Obsession with posthumous publication has always been a lively pastime – case in point the recent release of The Originals of Laura, which Nabokov expressly asked to be destroyed upon his death, and the veritable bevy of books published by J.R.R Tolkien’s estate over the years, not to mention the huge following amassed by Roberto Bolaño and Stieg Larsson.

Of course, with the great J.D. Salinger passing away just last week, it was only a matter of time until the rumours began to rise about his secret cache of writings. The situation is made all the more frantic by the fact that Catcher in the Rye made such a huge impression on so many (something like 65 millions copies sold worldwide), and that Salinger was such a notable recluse, retiring to the small town of Cornish, New Hampshire after the release of his last novel Franny and Zooey in 1961. He told the New York Times years later that there was a ‘marvellous peace in not publishing’ and that he found the industry to be a ‘terrible invasion of my privacy’. In 1980, he similarly declared in the Boston Sunday Globe: ‘I love to write, and I assure you I write regularly. But I write for myself and I want to be left absolutely alone to do it.’
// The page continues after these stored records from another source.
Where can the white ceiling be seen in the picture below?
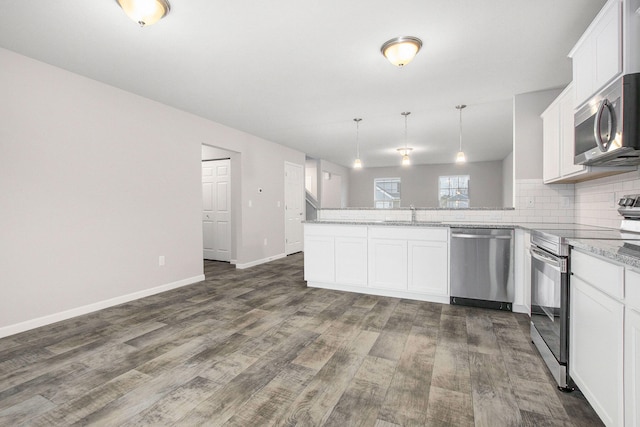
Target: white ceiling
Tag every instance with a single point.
(297, 72)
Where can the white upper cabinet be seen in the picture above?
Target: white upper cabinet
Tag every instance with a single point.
(598, 55)
(558, 140)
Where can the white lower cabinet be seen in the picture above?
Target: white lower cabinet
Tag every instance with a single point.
(596, 334)
(596, 350)
(406, 262)
(351, 260)
(632, 367)
(319, 256)
(632, 349)
(388, 263)
(428, 270)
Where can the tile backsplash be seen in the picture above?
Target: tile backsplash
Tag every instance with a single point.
(595, 201)
(534, 202)
(590, 202)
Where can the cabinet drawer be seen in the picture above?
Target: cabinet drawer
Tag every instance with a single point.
(603, 275)
(632, 289)
(438, 234)
(335, 230)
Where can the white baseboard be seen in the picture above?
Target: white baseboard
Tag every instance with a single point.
(5, 331)
(519, 308)
(260, 261)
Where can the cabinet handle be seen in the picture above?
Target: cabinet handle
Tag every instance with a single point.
(480, 236)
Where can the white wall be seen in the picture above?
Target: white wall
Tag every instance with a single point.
(334, 192)
(507, 181)
(311, 176)
(96, 183)
(527, 132)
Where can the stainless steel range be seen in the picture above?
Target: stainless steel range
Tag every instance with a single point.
(550, 282)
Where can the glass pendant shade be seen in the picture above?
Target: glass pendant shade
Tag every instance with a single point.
(145, 12)
(401, 50)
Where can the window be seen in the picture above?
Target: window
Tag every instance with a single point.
(386, 193)
(453, 191)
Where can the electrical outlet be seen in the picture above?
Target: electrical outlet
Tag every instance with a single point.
(530, 202)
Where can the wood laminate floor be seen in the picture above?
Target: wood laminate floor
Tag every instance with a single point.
(256, 347)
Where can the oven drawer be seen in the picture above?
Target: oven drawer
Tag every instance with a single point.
(601, 274)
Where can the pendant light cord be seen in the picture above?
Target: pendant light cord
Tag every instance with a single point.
(357, 137)
(461, 127)
(406, 144)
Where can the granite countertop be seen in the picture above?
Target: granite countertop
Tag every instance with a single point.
(615, 250)
(457, 224)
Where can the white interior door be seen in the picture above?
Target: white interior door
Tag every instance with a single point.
(293, 207)
(216, 209)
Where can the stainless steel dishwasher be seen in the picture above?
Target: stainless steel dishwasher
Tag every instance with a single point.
(482, 267)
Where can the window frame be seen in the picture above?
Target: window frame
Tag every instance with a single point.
(387, 204)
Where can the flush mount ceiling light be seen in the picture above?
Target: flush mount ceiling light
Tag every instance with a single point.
(404, 152)
(401, 50)
(145, 12)
(357, 164)
(460, 157)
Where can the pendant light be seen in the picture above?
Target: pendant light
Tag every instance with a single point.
(145, 12)
(357, 164)
(460, 157)
(401, 50)
(404, 152)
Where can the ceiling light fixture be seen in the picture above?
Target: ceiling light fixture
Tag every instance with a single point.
(357, 164)
(401, 50)
(404, 152)
(460, 157)
(145, 12)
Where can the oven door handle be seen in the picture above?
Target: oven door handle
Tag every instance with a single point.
(556, 264)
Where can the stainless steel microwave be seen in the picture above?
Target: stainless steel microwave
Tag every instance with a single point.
(606, 127)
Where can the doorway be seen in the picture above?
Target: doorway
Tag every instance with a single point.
(216, 210)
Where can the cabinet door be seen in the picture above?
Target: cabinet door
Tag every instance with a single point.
(351, 260)
(388, 264)
(598, 58)
(607, 45)
(551, 143)
(567, 134)
(319, 265)
(632, 367)
(596, 349)
(428, 267)
(583, 71)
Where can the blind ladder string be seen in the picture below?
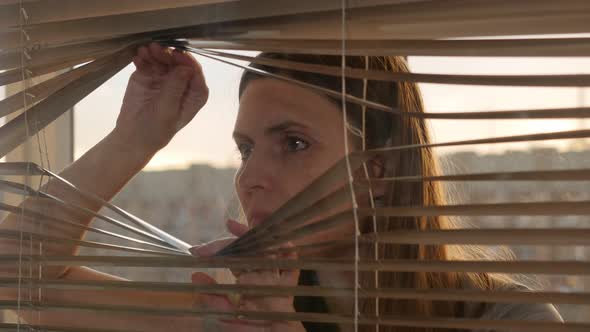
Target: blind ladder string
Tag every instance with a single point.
(371, 196)
(348, 166)
(23, 17)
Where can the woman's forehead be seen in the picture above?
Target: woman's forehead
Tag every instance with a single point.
(273, 100)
So far, the rumour tally stands thus.

  • Joyce Maynard, who dated Salinger in the seventies, claimed in her memoir that the author still wrote every morning and by 1972 had completed two novels

  • Jerry Burt, Salinger’s neighbour, stated that the author had at least 15 or 16 unpublished works kept in a safe in his home

  • Margaret, Salinger’s daughter, has also referred to a filing system that he had: ‘a red mark meant the book could be released “as is,” should the author die. A blue mark meant that the manuscript had to be edited.’
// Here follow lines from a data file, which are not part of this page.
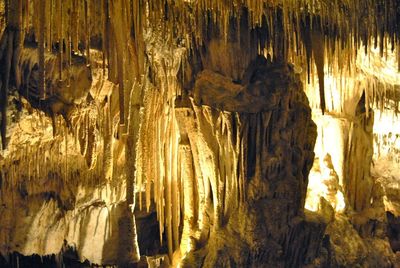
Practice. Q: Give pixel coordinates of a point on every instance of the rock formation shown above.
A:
(199, 133)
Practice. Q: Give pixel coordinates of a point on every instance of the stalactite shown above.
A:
(87, 32)
(60, 38)
(41, 50)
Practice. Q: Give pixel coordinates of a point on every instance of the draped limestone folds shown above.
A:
(233, 150)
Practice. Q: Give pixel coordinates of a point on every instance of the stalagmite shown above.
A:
(203, 111)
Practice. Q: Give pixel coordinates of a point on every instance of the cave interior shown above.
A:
(199, 133)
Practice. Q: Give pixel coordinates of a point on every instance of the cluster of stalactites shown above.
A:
(328, 34)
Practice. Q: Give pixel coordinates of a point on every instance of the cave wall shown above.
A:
(210, 128)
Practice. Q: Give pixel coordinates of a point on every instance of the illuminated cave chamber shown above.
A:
(199, 133)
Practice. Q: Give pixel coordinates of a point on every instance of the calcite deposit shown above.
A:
(198, 133)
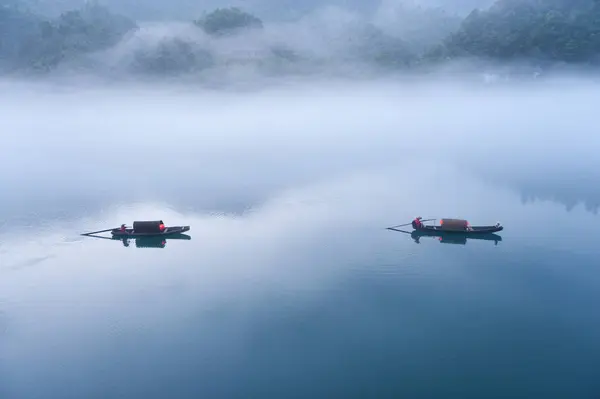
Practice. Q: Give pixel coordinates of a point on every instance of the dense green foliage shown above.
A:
(228, 20)
(539, 30)
(32, 42)
(552, 30)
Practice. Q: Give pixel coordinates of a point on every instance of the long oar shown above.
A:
(406, 224)
(398, 230)
(96, 232)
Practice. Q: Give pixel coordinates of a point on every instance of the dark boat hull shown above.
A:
(168, 231)
(455, 238)
(475, 230)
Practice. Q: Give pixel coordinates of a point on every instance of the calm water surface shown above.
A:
(290, 286)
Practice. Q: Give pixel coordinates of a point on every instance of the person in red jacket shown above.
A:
(417, 223)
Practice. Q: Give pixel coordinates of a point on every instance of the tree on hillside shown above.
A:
(553, 30)
(227, 21)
Information is scant when it comes to theories about what this supposed stash might entail. Gordon Lish, Raymond Carver’s famed author-editor, said that Salinger told him in the 1960s that he was still writing about the Glass family, while Jay McInerney speculated, somewhat bizarrely, that the works were about ‘health and nutrition’. Philip Hensher of the Independent has this to say:

We'll never know, so it doesn't really matter what we say. But we may, in due course, find out what Salinger's post-publication period was like. Was the weird and unreadable fantasy monologue of ‘Hapworth 16, 1924’ a one-off blip before he returned to the classical, heartbreaking lucidities of ‘Raise High the Roof-Beam, Carpenters’? Could there be a novel of the quality of The Catcher in The Rye waiting there? But I doubt it, somehow. Writers are forged in the exchanges between their minds and their audience, what people say about them, what readers thought of their last book – not a book they wrote 50 years ago. Writers may be independent-minded people, but few of them could turn inwards to that extent, for that length of time, and not run into the sands.
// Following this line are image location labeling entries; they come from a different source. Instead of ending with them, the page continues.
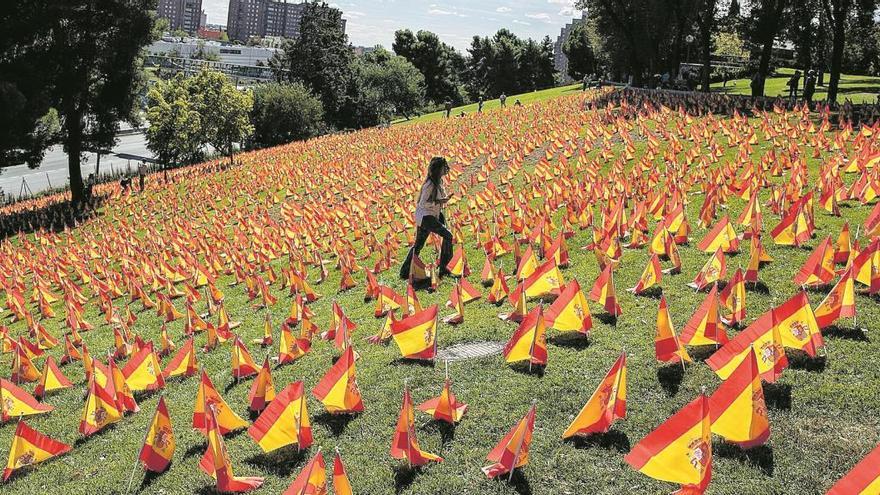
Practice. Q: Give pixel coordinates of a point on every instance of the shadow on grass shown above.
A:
(524, 368)
(802, 361)
(848, 333)
(571, 340)
(151, 476)
(606, 318)
(84, 440)
(670, 378)
(651, 293)
(518, 482)
(612, 440)
(197, 449)
(446, 430)
(336, 423)
(777, 396)
(279, 462)
(702, 353)
(412, 362)
(760, 457)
There is equal speculation about whether a film version of Catcher might be made, something that Salinger was staunchly opposed to. Walter Kirn, author of the novel Up in the Air which has now been adapted for the screen said that a movie version might work ‘with the proper casting of a great but unknown actor who would allow everyone to see him or herself in Holden’. He added however, that ‘the greatest challenge would be for the screenwriter and director to cast aside their reverence for the material and take a free hand with the adaptation, reinventing it for the screen instead of turning it into a pious monument to a work of literature that was about, above all else, impiety and irreverence.’

Some, like novelist Curtis Sittenfeld are eager awaiting the opening of the safe, if there is one: ‘I can't wait to find out... In our age of shameless self-promotion, it's extraordinary, and kind of great, to think of someone really and truly writing for writing's sake.’ Others, like Andrew Kaufman, prefer to take the mickey out of the whole situation with this tongue-in-cheek piece on a planned break-in to the Salinger home.